Mobilization Network. She is the Research Director of Well ness Wheel, responsible for leading the Research Team in supporting Traditional ways of knowing alongside Western approaches to wellbeing. JoLee works tirelessly to stay on top of grant opportunities and is incredibly skilled at translating those opportunities into responsive community- led programming. JoLee has a knack for picking out valuable skills in others and bringing them on board to support the community.

She is a proud Anishinabe (Ojibwe) with membership in M’Chigeeng First Nation in Ontario, an active citizen of Ahtahkakoop Cree Nation in Saskatchewan, and an Associate Professor in Educational Psychology and Counselling at the University of Regina where she teaches Group Counselling, Counselling Girls and Women, Counselling Children and Youth, Indigenous Family Therapies, and Decolonizing Research Methodologies. She co-authored the Indigenous Cultural Responsiveness Theory and has an exceptional way of working in the “middle ground” between Western and Indigenous ways. Jessica Leston, Northwest Portland Area Indian Health Board (NPAIHB), United States Jessica Leston, MPH is the Clinical Programs Director the Northwest Portland Area Indian Health Board (NPAIHB) where she focuses on systems and policy change. She began her public health career working at the Alaska Native Tribal Health Consortium in 2004 and has worked in tribal health since then. She believes strongly in learning from traditional indigenous ways of knowing to help guide, direct and strengthen our public health systems. Her mother’s side of her family are settlers to Turtle Island, originally from Germany, Sweden and Ireland. Her Father’s side of the family is originally from Austria, Finland and Tsimshian from British Columbia/Southeast Alaska. She grew up in Chicago but spent many summers in Southeast Alaska with her Grandmother’s family – climbing Deer Mountain, picking huckleberries around Ward Lake and watching the salmon make their way to the Ketchikan Creek Falls. In her life and work, she honors the Alutiiq cultural value, “we are responsible for each other and ourselves.”

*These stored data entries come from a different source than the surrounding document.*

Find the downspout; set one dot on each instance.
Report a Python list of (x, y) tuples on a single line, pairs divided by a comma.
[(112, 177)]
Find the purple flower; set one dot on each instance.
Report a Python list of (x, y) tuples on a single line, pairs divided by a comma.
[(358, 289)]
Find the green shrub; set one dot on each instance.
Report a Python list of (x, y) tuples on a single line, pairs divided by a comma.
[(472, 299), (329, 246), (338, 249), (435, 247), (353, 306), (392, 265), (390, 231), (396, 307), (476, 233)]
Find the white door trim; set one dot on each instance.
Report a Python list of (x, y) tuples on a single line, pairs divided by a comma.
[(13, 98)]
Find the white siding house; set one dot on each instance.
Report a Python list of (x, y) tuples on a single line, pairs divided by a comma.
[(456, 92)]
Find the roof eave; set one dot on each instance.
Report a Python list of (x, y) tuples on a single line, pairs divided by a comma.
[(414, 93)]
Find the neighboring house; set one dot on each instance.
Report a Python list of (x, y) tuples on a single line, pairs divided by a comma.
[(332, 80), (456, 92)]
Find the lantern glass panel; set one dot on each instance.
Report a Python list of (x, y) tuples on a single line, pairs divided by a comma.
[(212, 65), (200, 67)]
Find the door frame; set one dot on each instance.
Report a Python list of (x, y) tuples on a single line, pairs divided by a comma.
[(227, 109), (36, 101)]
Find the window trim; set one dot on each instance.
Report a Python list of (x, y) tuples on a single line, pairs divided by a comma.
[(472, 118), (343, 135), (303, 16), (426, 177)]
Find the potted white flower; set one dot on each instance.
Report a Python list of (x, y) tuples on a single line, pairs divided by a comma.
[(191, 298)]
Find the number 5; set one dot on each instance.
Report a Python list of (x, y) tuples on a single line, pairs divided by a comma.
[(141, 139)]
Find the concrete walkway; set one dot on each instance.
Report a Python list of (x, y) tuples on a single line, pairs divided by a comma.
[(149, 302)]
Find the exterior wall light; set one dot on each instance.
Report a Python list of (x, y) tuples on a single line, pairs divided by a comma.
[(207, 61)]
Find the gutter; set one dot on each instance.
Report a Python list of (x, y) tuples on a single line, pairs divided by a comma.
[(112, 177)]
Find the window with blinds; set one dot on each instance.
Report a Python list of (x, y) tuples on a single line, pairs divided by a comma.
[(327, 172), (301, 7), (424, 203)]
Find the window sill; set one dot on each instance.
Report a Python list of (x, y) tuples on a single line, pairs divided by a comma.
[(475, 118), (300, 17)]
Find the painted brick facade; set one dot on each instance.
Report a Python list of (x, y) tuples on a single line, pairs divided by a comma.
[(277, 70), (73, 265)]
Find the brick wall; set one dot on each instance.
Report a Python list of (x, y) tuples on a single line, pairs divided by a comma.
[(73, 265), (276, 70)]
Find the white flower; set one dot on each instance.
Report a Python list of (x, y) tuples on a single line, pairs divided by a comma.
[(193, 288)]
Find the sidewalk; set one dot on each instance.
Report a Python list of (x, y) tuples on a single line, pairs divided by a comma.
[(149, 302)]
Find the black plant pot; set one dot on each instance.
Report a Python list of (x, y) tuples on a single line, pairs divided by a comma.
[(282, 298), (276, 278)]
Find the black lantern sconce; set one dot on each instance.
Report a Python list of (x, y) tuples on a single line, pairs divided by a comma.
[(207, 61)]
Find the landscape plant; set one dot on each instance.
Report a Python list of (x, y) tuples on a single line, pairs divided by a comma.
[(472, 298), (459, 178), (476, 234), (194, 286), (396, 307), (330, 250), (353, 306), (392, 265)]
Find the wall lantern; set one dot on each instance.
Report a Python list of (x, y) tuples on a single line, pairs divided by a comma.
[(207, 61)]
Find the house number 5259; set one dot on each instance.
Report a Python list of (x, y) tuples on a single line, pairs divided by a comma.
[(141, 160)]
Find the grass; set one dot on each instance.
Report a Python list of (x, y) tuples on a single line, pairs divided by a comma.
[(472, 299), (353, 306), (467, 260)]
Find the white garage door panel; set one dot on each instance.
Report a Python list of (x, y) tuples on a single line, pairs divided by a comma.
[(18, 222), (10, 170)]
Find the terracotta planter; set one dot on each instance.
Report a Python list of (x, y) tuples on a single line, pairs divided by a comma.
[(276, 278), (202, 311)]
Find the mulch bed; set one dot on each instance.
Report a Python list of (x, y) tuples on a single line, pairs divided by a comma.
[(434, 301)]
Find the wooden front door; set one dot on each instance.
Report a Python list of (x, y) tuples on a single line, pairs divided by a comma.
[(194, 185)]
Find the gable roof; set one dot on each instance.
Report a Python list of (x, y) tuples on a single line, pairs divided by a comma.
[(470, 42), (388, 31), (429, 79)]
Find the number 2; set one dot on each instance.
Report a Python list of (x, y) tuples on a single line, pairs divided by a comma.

Brian J. McMahon, Alaska Native Medical Center, United States Brian J. McMahon is a clinical Liver Specialist (Hepatologist) and the Director of the Liver Disease and Hepatitis Program at the Alaska Native Medical Center in Anchorage, Alaska. He is a guest researcher at the Arctic Investigations Program of the Centers for Disease Control in Anchorage, Auxiliary professor at University of Alaska Health Sciences Program and Clinical Professor of Medicine at the University of Washington. He has directed the vaccination programs in Alaska Natives that have reduced the rates of acute hepatitis A and B from the highest in the US to the lowest in the world. He has been active in research in viral hepatitis A, B, and C, as well as other liver diseases among Alaska Natives/American Indians, for over 35 years. Dr. McMahon is a co-author of the American Association for the Study of Liver Disease (AASLD) US Practice Guideline on Chronic Hepatitis B and co-chair of the WHO hepatitis B Guidelines Committee. He was on the Institute of Medicine Committee that published recommendations for Hepatitis and Liver Cancer in 2010. He is the author or co-author of more than 170 peer- reviewed papers, 50 book chapters, review articles, or editorials.